Première comédie à l'opéra : 20 fois plus de projets avec un budget 20 fois moindre

Un vent nouveau souffle sur l’humour belge : Kody et Vincent Taloche au cœur d’une révolution

Ce 27 mai, la scène mythique s’apprête à vibrer sous les éclats de rires et la magie de l’humour. Kody, humoriste emblématique du Grand Cactus, met en lumière l’importance de cette forme d’art qui réunit les générations. En parallèle, Vincent Taloche évoque le chemin parcouru par la Fédération Belge des Humoristes (FBPH) depuis sa création, soulignant les changements nécessaires dans un secteur en pleine évolution.

Première comédie à l’opéra : 20 fois plus de projets avec un budget 20 fois moindre

L’humour comme porte d’entrée vers la culture

Kody ne cache pas son enthousiasme pour cette initiative : « L’humour permet déjà à des gens, qui, peut-être, n’en auraient jamais franchi le seuil, de rentrer dans les salles de théâtre. » Une belle manière d’ouvrir les portes de la culture à tous ! Il souligne également que « l’humour est quand même la forme d’art qui a le plus évolué parmi les différentes formes d’art », une dynamique palpable aujourd’hui avec une offre diversifiée et un public toujours plus nombreux.

Vincent Taloche partage ce constat. Dans un paysage où « il y a de plus en plus d’humoristes et énormément de talent », il se réjouit des initiatives qui émergent pour soutenir ces artistes. Selon lui, « aujourd’hui ils ont une structure qui leur permet de se renseigner sur la manière dont ils doivent organiser leurs droits d’auteur ». Un véritable changement par rapport à ses débuts il y a seize ans !

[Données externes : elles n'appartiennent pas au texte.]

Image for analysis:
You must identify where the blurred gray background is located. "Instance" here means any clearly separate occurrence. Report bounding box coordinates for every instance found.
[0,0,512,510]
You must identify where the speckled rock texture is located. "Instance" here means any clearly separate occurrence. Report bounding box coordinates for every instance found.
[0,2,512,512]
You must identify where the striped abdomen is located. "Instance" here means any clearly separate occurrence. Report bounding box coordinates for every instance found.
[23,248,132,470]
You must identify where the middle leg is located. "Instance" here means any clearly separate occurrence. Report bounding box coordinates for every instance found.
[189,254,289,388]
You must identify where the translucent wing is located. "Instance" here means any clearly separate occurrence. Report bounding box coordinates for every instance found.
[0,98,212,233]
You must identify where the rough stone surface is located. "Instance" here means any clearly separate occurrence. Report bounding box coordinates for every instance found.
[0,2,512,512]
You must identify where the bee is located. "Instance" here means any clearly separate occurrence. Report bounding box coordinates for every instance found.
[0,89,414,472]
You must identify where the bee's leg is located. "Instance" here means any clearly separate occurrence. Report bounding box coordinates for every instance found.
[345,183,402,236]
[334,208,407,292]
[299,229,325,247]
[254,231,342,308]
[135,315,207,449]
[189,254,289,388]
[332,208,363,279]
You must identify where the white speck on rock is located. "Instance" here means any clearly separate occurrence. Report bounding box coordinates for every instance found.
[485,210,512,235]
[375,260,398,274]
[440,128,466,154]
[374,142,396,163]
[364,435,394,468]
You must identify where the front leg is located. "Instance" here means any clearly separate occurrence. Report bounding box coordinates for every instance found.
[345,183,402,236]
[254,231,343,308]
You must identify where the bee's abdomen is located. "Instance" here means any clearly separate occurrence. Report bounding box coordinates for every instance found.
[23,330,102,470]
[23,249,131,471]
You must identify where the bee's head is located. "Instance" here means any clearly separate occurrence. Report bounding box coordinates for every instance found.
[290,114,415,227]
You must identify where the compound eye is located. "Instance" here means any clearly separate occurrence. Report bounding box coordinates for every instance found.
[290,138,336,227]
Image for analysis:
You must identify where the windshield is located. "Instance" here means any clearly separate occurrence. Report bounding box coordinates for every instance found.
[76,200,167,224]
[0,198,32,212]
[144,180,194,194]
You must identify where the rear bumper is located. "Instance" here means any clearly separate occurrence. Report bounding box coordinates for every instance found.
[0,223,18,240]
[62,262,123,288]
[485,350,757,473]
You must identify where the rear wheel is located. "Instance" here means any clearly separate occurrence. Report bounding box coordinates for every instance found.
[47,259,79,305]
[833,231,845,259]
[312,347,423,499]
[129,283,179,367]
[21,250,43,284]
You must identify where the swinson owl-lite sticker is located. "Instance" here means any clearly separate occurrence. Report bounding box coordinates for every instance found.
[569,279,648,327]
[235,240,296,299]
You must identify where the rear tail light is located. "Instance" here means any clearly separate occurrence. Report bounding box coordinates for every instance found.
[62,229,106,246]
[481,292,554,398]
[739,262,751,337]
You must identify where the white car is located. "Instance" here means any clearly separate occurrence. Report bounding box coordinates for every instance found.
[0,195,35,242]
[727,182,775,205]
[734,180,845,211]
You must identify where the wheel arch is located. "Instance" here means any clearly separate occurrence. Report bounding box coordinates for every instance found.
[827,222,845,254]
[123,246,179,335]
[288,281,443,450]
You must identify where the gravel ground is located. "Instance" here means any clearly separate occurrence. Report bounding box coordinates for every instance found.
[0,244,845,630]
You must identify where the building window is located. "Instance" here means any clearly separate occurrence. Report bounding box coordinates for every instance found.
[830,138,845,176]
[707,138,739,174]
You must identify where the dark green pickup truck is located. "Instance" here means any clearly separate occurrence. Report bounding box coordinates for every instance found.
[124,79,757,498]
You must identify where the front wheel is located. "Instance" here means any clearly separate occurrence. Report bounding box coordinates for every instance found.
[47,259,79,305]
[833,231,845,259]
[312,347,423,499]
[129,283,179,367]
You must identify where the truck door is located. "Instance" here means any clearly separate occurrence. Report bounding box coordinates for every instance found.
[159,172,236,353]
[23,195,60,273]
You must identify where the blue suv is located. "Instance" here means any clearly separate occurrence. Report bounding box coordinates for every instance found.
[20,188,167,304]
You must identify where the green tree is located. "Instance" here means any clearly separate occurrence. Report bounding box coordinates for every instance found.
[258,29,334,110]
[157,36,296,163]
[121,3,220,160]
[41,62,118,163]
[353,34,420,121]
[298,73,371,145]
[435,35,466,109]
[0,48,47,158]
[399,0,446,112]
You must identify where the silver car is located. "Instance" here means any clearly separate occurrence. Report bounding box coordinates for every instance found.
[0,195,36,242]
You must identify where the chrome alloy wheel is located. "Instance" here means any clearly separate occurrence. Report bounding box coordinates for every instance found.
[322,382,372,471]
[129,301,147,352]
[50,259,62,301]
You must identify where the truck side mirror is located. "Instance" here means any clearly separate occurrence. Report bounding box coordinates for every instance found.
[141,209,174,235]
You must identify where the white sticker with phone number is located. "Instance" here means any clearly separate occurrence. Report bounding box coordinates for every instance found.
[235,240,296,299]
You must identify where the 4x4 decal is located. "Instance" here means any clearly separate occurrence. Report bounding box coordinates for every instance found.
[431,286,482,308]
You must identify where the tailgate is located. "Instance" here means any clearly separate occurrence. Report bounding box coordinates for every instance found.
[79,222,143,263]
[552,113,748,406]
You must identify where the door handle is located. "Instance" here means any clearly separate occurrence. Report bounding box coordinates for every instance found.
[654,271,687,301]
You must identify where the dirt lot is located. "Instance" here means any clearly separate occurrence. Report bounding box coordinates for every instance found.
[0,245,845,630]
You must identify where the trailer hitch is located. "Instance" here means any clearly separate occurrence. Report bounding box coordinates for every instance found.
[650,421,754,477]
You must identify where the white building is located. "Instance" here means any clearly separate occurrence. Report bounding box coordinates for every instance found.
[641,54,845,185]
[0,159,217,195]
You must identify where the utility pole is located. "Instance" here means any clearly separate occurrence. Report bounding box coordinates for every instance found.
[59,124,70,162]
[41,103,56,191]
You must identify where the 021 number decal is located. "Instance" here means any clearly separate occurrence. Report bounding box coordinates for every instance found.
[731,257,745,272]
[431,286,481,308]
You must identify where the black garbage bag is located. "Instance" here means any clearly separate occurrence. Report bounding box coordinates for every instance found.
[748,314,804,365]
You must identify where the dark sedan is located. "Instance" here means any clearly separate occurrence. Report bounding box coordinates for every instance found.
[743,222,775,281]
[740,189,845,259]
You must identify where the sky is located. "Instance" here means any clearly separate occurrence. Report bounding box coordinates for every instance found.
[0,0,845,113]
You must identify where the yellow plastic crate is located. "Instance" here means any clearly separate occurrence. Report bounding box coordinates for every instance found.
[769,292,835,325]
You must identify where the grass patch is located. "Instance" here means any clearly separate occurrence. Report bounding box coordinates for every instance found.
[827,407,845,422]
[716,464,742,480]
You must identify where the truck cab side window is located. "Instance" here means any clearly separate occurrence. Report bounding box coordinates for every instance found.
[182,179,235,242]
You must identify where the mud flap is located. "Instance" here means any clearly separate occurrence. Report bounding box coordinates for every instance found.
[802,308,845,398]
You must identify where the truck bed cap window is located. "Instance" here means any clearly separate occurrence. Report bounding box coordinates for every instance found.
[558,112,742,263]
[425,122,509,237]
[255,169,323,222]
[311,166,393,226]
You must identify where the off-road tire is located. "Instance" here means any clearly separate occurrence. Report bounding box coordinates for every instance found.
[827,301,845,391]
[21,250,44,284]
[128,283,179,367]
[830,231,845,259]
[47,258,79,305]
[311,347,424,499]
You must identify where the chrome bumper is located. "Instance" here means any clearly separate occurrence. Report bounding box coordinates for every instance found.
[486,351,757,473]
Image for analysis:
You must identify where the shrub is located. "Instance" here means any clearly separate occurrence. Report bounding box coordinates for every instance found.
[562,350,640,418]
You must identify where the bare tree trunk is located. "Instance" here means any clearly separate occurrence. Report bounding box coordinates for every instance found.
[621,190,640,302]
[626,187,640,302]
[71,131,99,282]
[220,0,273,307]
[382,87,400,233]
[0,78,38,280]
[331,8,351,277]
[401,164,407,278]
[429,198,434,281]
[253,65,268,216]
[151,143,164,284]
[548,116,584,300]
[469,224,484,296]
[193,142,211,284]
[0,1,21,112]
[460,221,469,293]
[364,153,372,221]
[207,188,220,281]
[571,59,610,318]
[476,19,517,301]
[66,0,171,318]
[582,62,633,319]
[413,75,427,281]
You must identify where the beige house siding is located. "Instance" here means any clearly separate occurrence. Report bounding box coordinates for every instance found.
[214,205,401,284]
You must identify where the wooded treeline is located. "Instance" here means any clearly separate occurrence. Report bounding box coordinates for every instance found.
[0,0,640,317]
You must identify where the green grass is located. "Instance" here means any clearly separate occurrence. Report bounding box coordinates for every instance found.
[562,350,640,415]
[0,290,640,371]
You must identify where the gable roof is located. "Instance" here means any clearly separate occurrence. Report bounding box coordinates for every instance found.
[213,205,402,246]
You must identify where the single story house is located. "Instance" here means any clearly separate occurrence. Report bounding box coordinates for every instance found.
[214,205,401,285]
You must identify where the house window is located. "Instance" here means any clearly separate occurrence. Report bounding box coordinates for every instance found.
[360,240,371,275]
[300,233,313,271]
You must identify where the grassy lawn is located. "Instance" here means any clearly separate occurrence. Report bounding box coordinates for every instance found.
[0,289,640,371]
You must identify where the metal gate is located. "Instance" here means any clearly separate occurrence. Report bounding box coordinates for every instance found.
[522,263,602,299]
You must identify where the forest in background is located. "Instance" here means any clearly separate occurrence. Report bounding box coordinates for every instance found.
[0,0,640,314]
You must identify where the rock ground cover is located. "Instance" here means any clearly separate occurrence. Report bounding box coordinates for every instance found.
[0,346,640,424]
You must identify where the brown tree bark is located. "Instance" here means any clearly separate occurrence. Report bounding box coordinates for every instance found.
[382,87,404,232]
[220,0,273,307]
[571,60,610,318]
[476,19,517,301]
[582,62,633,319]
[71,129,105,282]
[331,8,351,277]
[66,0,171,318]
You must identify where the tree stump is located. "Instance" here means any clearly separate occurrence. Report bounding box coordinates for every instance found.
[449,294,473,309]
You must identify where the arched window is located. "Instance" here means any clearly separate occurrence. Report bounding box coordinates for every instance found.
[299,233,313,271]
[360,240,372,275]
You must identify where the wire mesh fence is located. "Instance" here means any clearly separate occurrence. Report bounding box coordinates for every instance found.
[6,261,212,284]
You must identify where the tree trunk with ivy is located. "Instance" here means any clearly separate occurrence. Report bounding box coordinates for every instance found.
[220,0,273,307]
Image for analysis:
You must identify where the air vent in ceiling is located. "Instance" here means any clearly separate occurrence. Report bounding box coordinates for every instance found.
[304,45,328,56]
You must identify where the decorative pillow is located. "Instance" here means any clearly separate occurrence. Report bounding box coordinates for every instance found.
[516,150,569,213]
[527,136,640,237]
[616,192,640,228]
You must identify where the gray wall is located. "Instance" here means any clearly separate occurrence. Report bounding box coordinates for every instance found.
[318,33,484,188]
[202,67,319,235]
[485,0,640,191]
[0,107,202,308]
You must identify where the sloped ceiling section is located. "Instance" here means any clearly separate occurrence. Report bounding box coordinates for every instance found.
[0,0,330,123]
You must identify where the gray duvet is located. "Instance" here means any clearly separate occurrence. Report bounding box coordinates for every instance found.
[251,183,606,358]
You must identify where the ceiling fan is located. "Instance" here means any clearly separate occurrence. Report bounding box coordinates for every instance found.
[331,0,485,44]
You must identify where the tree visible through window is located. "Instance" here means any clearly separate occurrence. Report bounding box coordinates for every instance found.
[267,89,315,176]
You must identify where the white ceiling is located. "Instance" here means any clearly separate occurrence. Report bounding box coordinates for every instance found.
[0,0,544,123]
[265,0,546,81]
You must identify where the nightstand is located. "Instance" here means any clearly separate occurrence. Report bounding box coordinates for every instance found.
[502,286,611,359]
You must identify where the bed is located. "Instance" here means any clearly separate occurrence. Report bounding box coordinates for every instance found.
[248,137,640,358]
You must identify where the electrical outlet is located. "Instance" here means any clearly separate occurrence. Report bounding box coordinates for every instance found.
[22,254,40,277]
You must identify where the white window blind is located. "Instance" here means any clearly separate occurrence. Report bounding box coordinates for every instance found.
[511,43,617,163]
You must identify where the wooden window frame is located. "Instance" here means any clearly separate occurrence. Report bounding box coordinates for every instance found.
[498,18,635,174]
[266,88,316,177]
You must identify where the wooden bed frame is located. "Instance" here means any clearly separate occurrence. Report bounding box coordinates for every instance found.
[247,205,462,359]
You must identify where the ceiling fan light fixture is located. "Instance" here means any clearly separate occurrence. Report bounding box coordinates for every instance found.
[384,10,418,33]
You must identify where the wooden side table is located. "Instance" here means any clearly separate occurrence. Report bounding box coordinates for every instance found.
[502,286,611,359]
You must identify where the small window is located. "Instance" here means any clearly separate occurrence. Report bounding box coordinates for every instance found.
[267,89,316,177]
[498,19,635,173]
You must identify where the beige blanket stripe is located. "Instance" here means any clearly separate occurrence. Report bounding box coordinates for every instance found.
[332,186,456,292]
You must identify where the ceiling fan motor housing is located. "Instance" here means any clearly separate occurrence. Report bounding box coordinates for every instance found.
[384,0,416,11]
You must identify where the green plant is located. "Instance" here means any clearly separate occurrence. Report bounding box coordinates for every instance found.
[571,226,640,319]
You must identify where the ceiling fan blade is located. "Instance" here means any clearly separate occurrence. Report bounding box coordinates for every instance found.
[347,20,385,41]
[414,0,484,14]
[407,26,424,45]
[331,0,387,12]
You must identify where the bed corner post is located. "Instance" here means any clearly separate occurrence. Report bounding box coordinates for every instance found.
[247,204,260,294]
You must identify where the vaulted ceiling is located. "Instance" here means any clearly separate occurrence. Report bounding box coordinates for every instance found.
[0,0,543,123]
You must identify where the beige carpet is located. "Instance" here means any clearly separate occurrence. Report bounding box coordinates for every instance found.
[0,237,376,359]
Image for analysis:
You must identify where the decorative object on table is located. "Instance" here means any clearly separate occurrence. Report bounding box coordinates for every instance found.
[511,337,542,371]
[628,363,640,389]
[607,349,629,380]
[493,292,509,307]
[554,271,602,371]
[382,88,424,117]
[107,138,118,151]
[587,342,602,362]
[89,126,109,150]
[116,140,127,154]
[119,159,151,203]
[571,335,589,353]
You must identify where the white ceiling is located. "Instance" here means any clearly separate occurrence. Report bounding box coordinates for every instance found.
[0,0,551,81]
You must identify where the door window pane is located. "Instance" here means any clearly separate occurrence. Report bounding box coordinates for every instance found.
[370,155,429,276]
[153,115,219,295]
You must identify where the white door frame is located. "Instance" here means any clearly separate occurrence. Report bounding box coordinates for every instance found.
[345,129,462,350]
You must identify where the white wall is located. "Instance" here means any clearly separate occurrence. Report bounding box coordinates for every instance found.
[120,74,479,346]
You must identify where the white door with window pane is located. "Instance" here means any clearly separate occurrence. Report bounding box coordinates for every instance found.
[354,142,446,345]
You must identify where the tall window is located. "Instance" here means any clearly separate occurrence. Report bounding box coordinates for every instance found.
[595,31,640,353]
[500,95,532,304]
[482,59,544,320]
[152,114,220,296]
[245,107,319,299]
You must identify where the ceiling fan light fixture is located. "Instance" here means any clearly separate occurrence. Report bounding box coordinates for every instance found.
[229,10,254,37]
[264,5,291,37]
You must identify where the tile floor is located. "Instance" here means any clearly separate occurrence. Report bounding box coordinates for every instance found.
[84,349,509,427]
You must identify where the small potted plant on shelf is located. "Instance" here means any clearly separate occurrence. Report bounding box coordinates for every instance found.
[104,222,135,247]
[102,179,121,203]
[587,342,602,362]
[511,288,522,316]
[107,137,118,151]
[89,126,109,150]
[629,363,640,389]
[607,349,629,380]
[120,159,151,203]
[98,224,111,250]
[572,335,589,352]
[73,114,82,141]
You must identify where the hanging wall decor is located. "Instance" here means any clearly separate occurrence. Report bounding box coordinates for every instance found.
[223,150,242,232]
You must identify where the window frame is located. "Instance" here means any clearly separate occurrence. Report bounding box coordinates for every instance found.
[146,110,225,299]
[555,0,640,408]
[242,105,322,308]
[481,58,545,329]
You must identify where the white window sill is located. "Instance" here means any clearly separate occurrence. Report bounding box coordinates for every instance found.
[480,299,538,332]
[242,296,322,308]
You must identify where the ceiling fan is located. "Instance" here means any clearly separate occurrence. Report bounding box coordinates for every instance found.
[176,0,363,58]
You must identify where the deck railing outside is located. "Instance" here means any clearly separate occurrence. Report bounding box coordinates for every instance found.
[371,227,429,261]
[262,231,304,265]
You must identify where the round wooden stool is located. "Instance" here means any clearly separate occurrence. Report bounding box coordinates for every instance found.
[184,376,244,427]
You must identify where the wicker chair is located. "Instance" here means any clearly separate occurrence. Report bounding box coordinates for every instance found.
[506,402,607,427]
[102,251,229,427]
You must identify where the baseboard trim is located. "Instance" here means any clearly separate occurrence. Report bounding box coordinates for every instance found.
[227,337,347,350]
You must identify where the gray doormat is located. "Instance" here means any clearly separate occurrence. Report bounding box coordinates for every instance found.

Soutenir plutôt que produire

La FBPH joue un rôle crucial dans cette transformation. Vincent explique que « la fédération n’a pas l’ambition de révéler des talents ou d’être producteur », mais plutôt celle « d’aider » et « d’accompagner ». La reconnaissance obtenue après cinq ans est significative : « Aujourd’hui on est reconnus. Rien que ça, c’est déjà bien ! «

Néanmoins, comme tout acteur culturel le sait trop bien, l’argent reste au cœur des préoccupations. Vincent admet qu’il doit jongler entre ses activités rémunératrices et son engagement envers la fédération : « Moi tu me fermes une porte je rentre par la fenêtre. » Malgré sa détermination optimiste face aux défis financiers – « c’est parfois humiliant quand le politique te complimente sur ce que tu fais mais qu’il n’y a rien derrière » – il espère voir une évolution positive.

Un avenir prometteur mais incertain

Regardant vers l’avénir Vincent aspire à davantage : « Mon rêve est donc d’être juste. Que les gens et les artistes soient rémunérés. » Avec seulement trois personnes pour gérer tant de projets ambitieux – « on fait 20 fois plus de projets que d’autres fédérations » – il rêve également de développer encore plus cet élan créatif sans avoir constamment à « gratter derrière ».

Dans ce parcours semé d’embûches mais riche en émotions partagées autour du rire et du spectacle vivant,

Kody et Vincent Taloche incarnent parfaitement cette nouvelle génération prête à faire évoluer le monde humoristique belge.

Avec passion et dévouement,

ils continuent leur lutte pour faire entendre leur voix

et offrir aux spectateurs non seulement des rires mais aussi une réflexion profonde sur notre société actuelle.

L’avénir sannonce radieux pour l’humour en Belgique !

Toujours perchée sur mes talons ou accrochée à mon téléobjectif, je vis au rythme des flashs et des confidences volées. Dans les coulisses d’un défilé ou derrière une haie lors d’un mariage de star, je déniche les instants qui font vibrer la planète people.